A la sociedad le gusta pintar un cuadro perfecto con respecto a las parejas de personas mayores, que caminan tomados de la mano mientras van a comprar a un supermercado, con esa actitud tan profunda que se la ve desde los días que ellos eran jóvenes. Aunque esta visión del matrimonio es posible para las personas adultas, no siempre sucede esto, muchas veces, tienen crisis matrimoniales como cualquier pareja.
El matrimonio puede ser difícil a cualquier edad. Las pruebas y las tribulaciones no cesan en el matrimonio porque ellos se hayan convertido en mayores y quizás más sabios. De hecho, las personas tienen problemas en el matrimonio igual a los de las parejas jóvenes.
Con el avance de la edad también se tiene problemas de salud, quizás estos contratiempos provoquen ciertos conflictos entre los miembros de la pareja. Es difícil enfrentarlo cuando uno de los cónyuges se niega a cuidarse de manera adecuada, esto ocasiona ciertos roces entre ellos, por ejemplo, porque no quiere seguir la dieta que le dio el médico.
Los malentendidos y los errores que se dan en la comunicación, pueden crear la necesidad de pedir ayuda para sobreponerse a estos conflictos matrimoniales.
Muchas veces el tener ingresos limitados puede también causar conflictos, las cuestiones financieras de administrar el dinero de la jubilación o de la seguridad social, para poder llegar a fin de mes, es complicado cuando no se tiene conocimiento de cómo manejarlo de manera productiva.
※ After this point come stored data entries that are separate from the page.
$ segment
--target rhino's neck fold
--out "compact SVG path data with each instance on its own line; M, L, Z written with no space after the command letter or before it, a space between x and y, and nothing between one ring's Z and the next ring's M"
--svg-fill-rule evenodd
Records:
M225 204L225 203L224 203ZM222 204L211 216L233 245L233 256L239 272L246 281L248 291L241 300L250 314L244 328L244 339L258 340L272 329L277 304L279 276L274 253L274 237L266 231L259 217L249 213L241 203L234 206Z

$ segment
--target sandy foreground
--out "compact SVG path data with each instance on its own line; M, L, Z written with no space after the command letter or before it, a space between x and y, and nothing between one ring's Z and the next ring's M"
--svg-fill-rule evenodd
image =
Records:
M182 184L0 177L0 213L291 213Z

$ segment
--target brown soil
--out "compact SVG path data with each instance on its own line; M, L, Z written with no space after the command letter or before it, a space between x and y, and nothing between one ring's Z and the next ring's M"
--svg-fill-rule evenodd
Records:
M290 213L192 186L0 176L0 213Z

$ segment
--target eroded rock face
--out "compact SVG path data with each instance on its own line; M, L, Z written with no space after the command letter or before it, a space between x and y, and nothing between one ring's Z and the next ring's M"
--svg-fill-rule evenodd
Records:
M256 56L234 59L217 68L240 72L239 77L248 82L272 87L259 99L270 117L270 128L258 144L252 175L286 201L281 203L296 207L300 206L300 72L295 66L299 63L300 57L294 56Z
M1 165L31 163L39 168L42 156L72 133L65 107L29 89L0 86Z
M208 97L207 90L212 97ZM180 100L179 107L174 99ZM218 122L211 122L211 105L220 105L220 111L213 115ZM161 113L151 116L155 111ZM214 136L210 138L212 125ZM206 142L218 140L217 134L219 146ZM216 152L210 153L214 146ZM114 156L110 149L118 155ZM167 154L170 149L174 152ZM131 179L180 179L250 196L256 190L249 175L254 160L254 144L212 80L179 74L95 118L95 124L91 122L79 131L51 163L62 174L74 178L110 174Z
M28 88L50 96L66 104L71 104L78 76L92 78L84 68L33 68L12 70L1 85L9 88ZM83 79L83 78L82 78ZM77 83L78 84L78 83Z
En este caso, se puede pedir consejo a alguna persona especializada en el tema o hablar con alguien que lo haga de manera correcta. Puede aliviar el estrés que la situación provoca en las personas. La seguridad financiera es una excelente manera de ayudar a tener tranquilidad en el matrimonio.
También causa conflicto la transición entre el estar trabajando y pasar a ser una persona jubilada. Las personas que han trabajo toda su vida y pasan a compartir sus días juntos todo el tiempo, cuando no estaban acostumbrados a ver cuáles eran las necesidades del otro, puede también causar desavenencias entre ellos.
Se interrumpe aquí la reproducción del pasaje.